Dai vorticosi problemi del territorio, traevo quotidianamente il convincimento che il Comune avrebbe avuto più speditezza nella gestione della cosa pubblica, se fosse stato più dinamico, se non fosse stato imbrigliato in un vecchio ed opprimente sistema di regolamenti, lunghe procedure e controlli esterni che, di fatto, lo rendevano lento e subalterno: alla Prefettura, innanzitutto, e poi agli Uffici periferici. Ad essi, allora, erano demandate moltissime competenze dello Stato.
Agli inizi degli anni Settanta, il controllo sugli atti era ancora di competenza della Prefettura (GPA), diretta emanazione del Governo centrale. A quei tempi la Democrazia Cristiana controllava tutte le assegnazioni dei Prefetti ai vari capoluoghi di provincia, sicché fatalmente ci si imbatteva in funzionari molto “governativi”, spesso troppo legati al parlamentare locale di turno. Per un sindaco comunista, allora, il rapporto non era agevole, specie in provincia di Caserta, dove non c’erano precedenti esperienze di amministrazioni “rosse”. E non lo fu per me che spesso vedevo come sugli atti si facesse una valutazione politica e di merito, piuttosto che di legittimità.

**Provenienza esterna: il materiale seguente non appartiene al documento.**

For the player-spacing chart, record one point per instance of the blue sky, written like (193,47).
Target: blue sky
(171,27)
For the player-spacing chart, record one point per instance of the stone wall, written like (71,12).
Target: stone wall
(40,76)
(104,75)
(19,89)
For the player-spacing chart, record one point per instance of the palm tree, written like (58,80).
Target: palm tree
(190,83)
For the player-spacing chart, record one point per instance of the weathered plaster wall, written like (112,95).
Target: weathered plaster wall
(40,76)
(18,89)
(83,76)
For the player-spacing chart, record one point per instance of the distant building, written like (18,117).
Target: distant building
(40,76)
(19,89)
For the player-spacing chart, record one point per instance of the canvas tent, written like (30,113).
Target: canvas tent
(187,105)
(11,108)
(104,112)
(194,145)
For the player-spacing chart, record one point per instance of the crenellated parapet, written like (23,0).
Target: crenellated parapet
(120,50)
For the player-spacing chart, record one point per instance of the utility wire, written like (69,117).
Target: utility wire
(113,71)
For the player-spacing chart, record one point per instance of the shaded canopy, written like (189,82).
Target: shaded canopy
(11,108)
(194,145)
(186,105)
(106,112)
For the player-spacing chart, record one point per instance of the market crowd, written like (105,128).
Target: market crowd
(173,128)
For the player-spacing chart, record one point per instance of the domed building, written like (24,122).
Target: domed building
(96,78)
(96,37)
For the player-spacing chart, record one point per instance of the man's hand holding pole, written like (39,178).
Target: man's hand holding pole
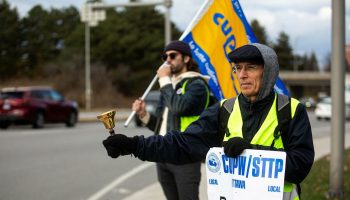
(161,72)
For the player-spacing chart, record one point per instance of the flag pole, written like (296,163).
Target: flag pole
(194,21)
(127,122)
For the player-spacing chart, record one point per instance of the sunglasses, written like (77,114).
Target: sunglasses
(171,55)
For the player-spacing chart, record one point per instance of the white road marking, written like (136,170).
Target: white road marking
(98,195)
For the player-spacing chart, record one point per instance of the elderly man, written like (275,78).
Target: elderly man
(250,121)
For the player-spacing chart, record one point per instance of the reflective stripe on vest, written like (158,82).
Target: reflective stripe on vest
(185,121)
(264,136)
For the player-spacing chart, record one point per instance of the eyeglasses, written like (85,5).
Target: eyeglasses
(248,67)
(171,55)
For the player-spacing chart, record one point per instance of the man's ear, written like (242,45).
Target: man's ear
(187,59)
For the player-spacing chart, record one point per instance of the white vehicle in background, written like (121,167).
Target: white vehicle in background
(323,109)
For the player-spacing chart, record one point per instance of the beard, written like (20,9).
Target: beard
(177,68)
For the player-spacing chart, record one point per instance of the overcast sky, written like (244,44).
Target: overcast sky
(307,22)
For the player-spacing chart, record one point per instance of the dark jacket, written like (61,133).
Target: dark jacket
(192,103)
(194,143)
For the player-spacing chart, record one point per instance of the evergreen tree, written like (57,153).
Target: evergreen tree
(259,32)
(10,56)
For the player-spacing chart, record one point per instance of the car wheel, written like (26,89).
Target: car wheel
(39,120)
(72,119)
(4,125)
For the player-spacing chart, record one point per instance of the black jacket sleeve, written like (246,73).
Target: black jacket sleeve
(180,148)
(191,103)
(299,147)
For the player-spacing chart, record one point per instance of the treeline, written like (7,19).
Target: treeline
(125,48)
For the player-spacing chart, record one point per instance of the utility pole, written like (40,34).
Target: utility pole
(336,176)
(91,18)
(92,13)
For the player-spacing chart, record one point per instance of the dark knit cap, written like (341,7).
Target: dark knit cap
(246,53)
(179,46)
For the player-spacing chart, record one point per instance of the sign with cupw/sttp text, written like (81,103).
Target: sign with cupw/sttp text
(255,174)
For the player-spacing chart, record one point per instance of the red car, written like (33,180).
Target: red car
(35,106)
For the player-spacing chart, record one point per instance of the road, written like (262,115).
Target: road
(71,163)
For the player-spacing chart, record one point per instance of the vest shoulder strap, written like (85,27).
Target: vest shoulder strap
(284,115)
(225,112)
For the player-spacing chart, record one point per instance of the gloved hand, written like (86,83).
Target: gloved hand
(117,145)
(235,146)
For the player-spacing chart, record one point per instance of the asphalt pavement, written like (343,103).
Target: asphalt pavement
(154,191)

A parte la fatica di ogni anno per farsi approvare il bilancio - pena lo scioglimento del consiglio - ricordo lo sconcerto della Prefettura quando, sia detto solo per mero esempio, per la prima volta in Provincia deliberammo di nominare le “vigilesse”; oppure di far entrare nell’organico del comune anche le donne dattilografe, riservando loro dei posti: una sorta di anticipazione delle “quote rosa”. L’apertura alle donne non era affatto concepita. Un’altra impresa, fu sostenere le spese destinate alla demolizione degli abusi edilizi, o alla reintegra della Darsena, oppure al recupero del Demanio.

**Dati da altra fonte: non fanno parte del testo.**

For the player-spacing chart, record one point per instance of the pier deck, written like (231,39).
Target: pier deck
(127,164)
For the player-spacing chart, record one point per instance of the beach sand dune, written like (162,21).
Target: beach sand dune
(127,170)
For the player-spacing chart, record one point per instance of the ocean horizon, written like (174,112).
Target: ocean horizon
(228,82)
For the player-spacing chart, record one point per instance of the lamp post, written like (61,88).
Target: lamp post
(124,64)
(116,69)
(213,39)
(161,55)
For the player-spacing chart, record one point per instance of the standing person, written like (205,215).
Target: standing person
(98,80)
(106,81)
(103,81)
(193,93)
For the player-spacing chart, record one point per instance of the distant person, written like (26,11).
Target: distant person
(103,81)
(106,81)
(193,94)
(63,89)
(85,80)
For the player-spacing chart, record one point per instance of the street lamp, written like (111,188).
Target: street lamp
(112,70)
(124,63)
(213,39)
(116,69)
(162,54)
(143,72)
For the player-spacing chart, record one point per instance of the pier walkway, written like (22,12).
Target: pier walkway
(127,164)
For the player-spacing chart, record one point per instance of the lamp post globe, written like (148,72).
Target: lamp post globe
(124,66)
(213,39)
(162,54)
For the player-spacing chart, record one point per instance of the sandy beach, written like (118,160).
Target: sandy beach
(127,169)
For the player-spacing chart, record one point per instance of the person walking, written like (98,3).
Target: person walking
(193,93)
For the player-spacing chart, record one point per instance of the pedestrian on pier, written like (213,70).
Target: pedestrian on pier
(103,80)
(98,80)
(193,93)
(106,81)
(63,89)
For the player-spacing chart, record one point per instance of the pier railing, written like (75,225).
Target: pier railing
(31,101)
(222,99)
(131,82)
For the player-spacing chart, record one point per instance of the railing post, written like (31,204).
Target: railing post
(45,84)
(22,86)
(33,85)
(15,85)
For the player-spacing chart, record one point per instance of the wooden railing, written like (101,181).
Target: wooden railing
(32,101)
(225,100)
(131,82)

Altri problemi sorsero con la revoca di appalti e affidamenti di servizi precedentemente deliberati. L’affidamento all’Esattoria, per esempio, in tempi d’oro per il gettito dell’IGE (Imposte generali Entrate) era stato concesso per la cifra scandalosa di 22 milioni, senza che, in questo caso, scattasse il controllo. Noi revocammo l’appalto e lo portammo a 130 milioni, cifra più equa e conforme al gettito reale di un territorio in preda a migliaia di costruzioni. Un “scandalo” suscitò la modifica apportata al ruolo della “Tassa di famiglia": nell’elenco del Comune non figurava nessuno dei più facoltosi imprenditori di Castelvolturno. Apriti cielo! Una serie di iniziative ci consentirono di portare il bilancio da 60 milioni (con il contributo dello Stato), a cinquecento milioni in un anno, e poi a circa 1 miliardo per la fine della gestione, senza ricorrere a mutui. Tutto ciò, paradossalmente, era sfuggito al controllo di allora. Il Comune, già da prima, quindi, aveva potenzialità per un’autonomia economica, ma non realizzava le entrate.

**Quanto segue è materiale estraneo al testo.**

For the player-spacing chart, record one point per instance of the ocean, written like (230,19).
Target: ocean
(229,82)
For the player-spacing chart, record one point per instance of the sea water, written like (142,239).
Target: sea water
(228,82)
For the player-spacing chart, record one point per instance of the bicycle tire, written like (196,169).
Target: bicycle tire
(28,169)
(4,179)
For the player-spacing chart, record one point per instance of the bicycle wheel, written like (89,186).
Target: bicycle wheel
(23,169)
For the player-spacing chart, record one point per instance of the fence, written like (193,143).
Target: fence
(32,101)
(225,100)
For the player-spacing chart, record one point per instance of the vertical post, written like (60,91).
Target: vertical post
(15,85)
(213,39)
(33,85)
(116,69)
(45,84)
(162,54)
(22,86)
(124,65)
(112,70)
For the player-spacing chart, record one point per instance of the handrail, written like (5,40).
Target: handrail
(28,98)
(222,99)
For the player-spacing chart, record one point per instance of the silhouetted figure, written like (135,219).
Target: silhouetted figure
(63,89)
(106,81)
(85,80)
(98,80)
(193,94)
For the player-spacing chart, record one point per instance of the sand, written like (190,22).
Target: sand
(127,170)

Tra le mie tante esperienze di controlli distratti, e a volte repressivi sul governo locale, ricorderò quella di un Prefetto rimosso per “legittima suspicione” per via dell’atteggiamento “severo” avuto nei nostri confronti durante tutta la gestione, atteggiamento che sfociò nello scioglimento del Consiglio comunale. Fu un caso molto particolare per via dei conflitti apertisi nei confronti degli abusi edilizi e delle occupazioni demaniali. Tuttavia, non me la sento di affermare che altrove, al di là del condizionamento ministeriale, i Prefetti fossero tutti da condannare: era il sistema. Nella mia esperienza, ho dovuto aspettare gli anni Novanta, con il Prefetto Luigi Damiano, per considerare finalmente la Prefettura, il Palazzo del governo, una sede con le porte aperte a tutti.
Maturavo, perciò, una coscienza del ruolo del Comune molto diverso da quello tradizionale. Mi rendevo conto che era difficile imprimere efficacia ed efficienza all’attività amministrativa sotto la mannaia del controllo, e senza la necessaria autonomia nelle scelte politiche e programmatiche. Era possibile, dunque, un altro modo di concepire e far funzionare i Comuni nell’interesse delle comunità?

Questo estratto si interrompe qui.